By contrast, ‘Nosferatu in Venice’ provides us with an equally fascinating example of a creative work which reached completion (in a manner of speaking) with no one at the wheel. Cruising into harbour like the empty, cursed ship which carries Nosferatu to shore in Murnau’s original film, there is a black hole at the centre of this movie - a void where the vision or direction provided by even a mediocre guiding light would normally be found.
Kinski may have established himself as the dominant presence on set through sheer force of will, but at the same time he was clearly happy to see the film crash and burn, interested solely in the opportunities it provided for him to pamper his ego and indulge his demonical lusts.
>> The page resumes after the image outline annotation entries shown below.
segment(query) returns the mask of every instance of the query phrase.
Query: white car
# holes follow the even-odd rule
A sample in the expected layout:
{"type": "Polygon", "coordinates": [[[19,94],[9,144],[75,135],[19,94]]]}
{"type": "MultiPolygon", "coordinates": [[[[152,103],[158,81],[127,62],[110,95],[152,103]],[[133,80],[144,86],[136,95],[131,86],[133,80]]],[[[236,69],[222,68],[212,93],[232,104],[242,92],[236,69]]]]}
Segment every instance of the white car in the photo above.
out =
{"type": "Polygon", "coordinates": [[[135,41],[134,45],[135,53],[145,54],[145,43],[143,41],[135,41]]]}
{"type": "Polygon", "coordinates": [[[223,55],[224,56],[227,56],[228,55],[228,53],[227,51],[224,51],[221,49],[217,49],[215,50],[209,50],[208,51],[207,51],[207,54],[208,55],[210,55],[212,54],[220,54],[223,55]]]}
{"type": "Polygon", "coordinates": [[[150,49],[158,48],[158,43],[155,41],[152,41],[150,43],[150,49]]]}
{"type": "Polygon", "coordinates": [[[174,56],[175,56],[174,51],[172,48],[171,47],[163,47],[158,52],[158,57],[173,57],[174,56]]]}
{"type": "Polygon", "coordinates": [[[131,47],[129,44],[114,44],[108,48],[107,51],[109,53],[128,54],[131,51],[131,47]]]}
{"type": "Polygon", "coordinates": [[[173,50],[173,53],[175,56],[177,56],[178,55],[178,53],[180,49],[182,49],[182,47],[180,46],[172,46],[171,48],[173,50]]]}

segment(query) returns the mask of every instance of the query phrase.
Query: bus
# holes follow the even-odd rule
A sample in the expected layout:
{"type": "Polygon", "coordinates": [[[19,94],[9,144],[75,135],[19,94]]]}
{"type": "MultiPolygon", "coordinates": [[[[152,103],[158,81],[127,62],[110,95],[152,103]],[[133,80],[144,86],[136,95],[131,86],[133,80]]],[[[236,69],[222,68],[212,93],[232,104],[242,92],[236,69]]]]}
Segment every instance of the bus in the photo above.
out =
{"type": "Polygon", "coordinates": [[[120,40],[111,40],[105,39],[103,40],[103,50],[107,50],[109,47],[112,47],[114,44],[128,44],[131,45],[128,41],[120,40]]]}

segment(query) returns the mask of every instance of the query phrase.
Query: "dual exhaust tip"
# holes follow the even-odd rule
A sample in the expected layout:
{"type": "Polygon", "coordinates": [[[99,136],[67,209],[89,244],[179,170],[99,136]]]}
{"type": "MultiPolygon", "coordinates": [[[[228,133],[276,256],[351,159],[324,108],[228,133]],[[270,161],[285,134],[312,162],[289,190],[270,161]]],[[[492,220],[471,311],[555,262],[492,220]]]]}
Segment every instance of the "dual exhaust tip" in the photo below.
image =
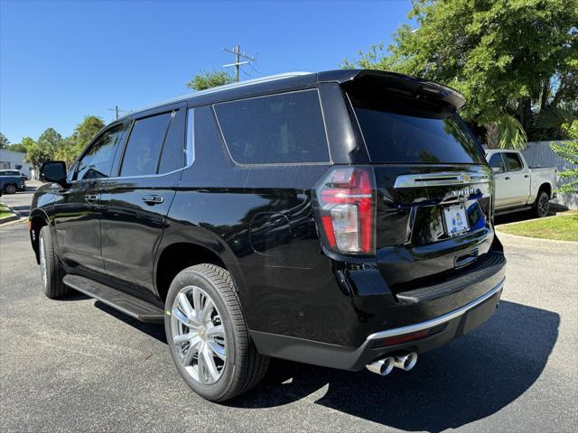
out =
{"type": "Polygon", "coordinates": [[[393,371],[394,367],[409,372],[416,364],[417,354],[415,352],[410,352],[408,354],[378,359],[368,364],[366,367],[371,373],[387,376],[393,371]]]}

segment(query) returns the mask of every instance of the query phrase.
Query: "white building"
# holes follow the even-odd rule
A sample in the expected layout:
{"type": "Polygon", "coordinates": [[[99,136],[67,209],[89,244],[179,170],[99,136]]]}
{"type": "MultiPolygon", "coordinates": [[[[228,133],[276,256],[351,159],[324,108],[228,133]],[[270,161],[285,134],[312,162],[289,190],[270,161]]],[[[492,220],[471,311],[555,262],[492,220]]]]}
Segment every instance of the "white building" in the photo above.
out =
{"type": "Polygon", "coordinates": [[[24,162],[26,153],[0,149],[0,170],[19,170],[28,179],[32,179],[31,164],[24,162]]]}

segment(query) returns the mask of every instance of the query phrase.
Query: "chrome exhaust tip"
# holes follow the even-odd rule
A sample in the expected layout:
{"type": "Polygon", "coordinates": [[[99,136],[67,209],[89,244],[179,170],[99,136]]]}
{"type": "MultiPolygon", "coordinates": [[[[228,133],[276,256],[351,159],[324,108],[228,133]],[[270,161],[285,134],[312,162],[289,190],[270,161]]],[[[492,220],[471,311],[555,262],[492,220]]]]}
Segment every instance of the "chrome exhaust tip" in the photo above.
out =
{"type": "Polygon", "coordinates": [[[368,364],[366,365],[366,368],[371,373],[376,373],[382,376],[387,376],[394,369],[394,358],[392,358],[391,356],[387,356],[387,358],[378,359],[373,363],[368,364]]]}
{"type": "Polygon", "coordinates": [[[406,355],[399,355],[394,358],[394,366],[409,372],[417,364],[417,354],[410,352],[406,355]]]}

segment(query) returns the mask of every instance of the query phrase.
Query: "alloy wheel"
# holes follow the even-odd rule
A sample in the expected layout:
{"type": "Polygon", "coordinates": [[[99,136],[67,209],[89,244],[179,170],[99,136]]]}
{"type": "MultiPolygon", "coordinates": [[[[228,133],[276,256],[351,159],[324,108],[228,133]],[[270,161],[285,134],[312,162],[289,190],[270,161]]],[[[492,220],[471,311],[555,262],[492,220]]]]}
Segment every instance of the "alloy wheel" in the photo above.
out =
{"type": "Polygon", "coordinates": [[[540,196],[540,201],[538,202],[538,209],[541,216],[545,216],[547,215],[549,207],[548,205],[548,197],[545,194],[542,194],[542,196],[540,196]]]}
{"type": "Polygon", "coordinates": [[[41,236],[40,238],[40,272],[42,276],[42,287],[46,288],[46,284],[48,281],[47,274],[48,271],[46,269],[46,253],[44,252],[44,239],[41,236]]]}
{"type": "Polygon", "coordinates": [[[205,290],[187,286],[179,291],[171,310],[171,330],[187,373],[205,385],[219,381],[227,364],[227,337],[221,315],[205,290]]]}

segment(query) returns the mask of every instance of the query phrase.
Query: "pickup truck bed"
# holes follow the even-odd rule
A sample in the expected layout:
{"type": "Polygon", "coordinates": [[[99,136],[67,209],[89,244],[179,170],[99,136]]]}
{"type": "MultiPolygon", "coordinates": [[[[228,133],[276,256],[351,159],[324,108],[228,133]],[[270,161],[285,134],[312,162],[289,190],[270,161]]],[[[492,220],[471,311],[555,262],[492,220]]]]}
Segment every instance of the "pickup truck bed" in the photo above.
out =
{"type": "Polygon", "coordinates": [[[549,201],[555,197],[556,169],[530,168],[518,151],[490,149],[486,159],[496,180],[496,211],[533,208],[545,216],[549,201]]]}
Caminito meanwhile was obviously way out of his depth with regard to all aspects of on-set filmmaking, whilst everyone else simply kept their heads down and prayed for the damn thing to end.
Nardi’s lighting, Cutry’s editing, and the steadfast presence of Plummer, Pleasence and Quasimodo - these things came through to deliver 86 minutes of tangible celluloid which we can watch today without physical pain, but beyond that… the closest thing the movie gets to an auteur is probably Venice itself, the riches of its architecture and atmosphere infusing nearly every shot, pretty much cementing my long-held suspicion that literally anything shot in this extraordinary city will to some extent be worth watching.
(1) Widely repeated around the internet, the film’s Wikipedia page sources the accusations concerning Kinski’s abusive behaviour on set back to both Roberto Curti’s book ‘Italian Gothic Horror Films, 1980-1989’ (2019) and Matthew Edwards’ ‘Klaus Kinski: Beast of Cinema’ (2016), whilst the stories are also reiterated to some extent by both Cozzi and soundman Luciano Muratori in the excellent documentary ‘Creation is Violent: Anecdotes from Kinski’s Final Years’, which accompanies Severin’s recent blu-ray edition of ‘Nosferatu in Venice’. We here at BITR can of course make no claims either way regarding the accuracy of these tales, especially if there are any legal professionals in the room.